Organizers can count on the withdrawal of more runners after today's fourth stage, a 75.7-kilometre monster from Taourirt Mouchanne to Jebel el Mraier. It's more than twice as long as the previous two stages combined.

(To give you an idea of what that's like, a person running from Kingston to Ivy Lea and over the bridge would find himself just a wee bit outside Watertown, N.Y. after 75.7 kilometres; in Morocco, race organizers have warned competitors they'll be shutting down the fourth checkpoint after 16 hours and anyone who hasn't reached it will be disqualified.)
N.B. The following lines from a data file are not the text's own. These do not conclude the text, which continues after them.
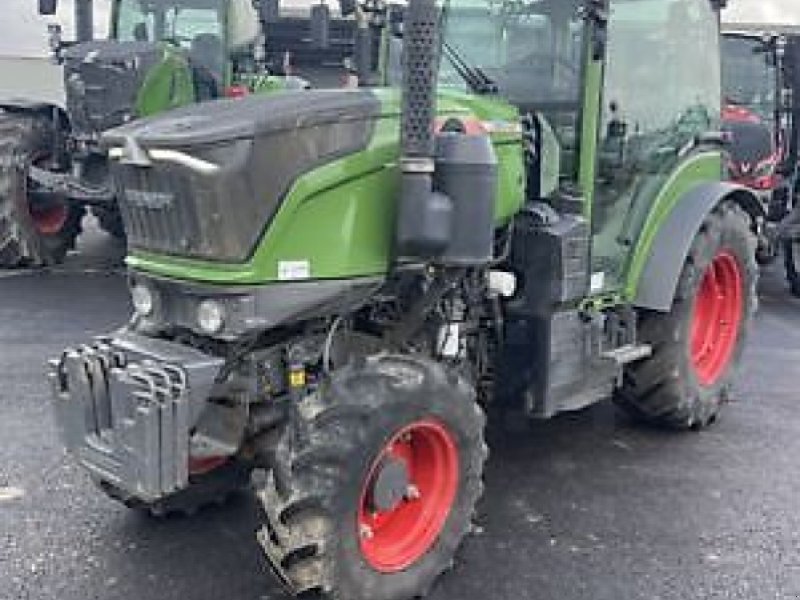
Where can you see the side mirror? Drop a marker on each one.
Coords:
(268, 10)
(48, 7)
(320, 26)
(54, 41)
(347, 7)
In an email to family and supporters after Tuesday's stage, Mack wrote that he ran for most of the ascent to the first checkpoint, but after that runners then encountered another mountain.

"This time it had more sand, which was difficult to climb," the Kingston building contractor wrote. "Just before (the second checkpoint) the weather changed. It got hot and humid."

Between Checkpoints 2 and 3, Mack continued, the heat "was crazy."

"I was slowing down so as not to run out of water again," he wrote. "There was a lot of sand after the last mountain, which made it impossible to run.

"I really dislike sand."

Mack wrote that though it was only six kilometres from the third checkpoint to the finish line of Tuesday's 38-kilometre segment, the course took runners along salt flats and into a valley "with no air."

"The salt beds are like concrete, radiating the heat back onto you," he wrote, "so you're getting heat from the sun and from the salt flat at the same time."

Though 37 competitors - including two Canadians -have dropped out of the race, Mack reports that all seven of his tentmates are still in it.

"My body is holding up somewhat okay."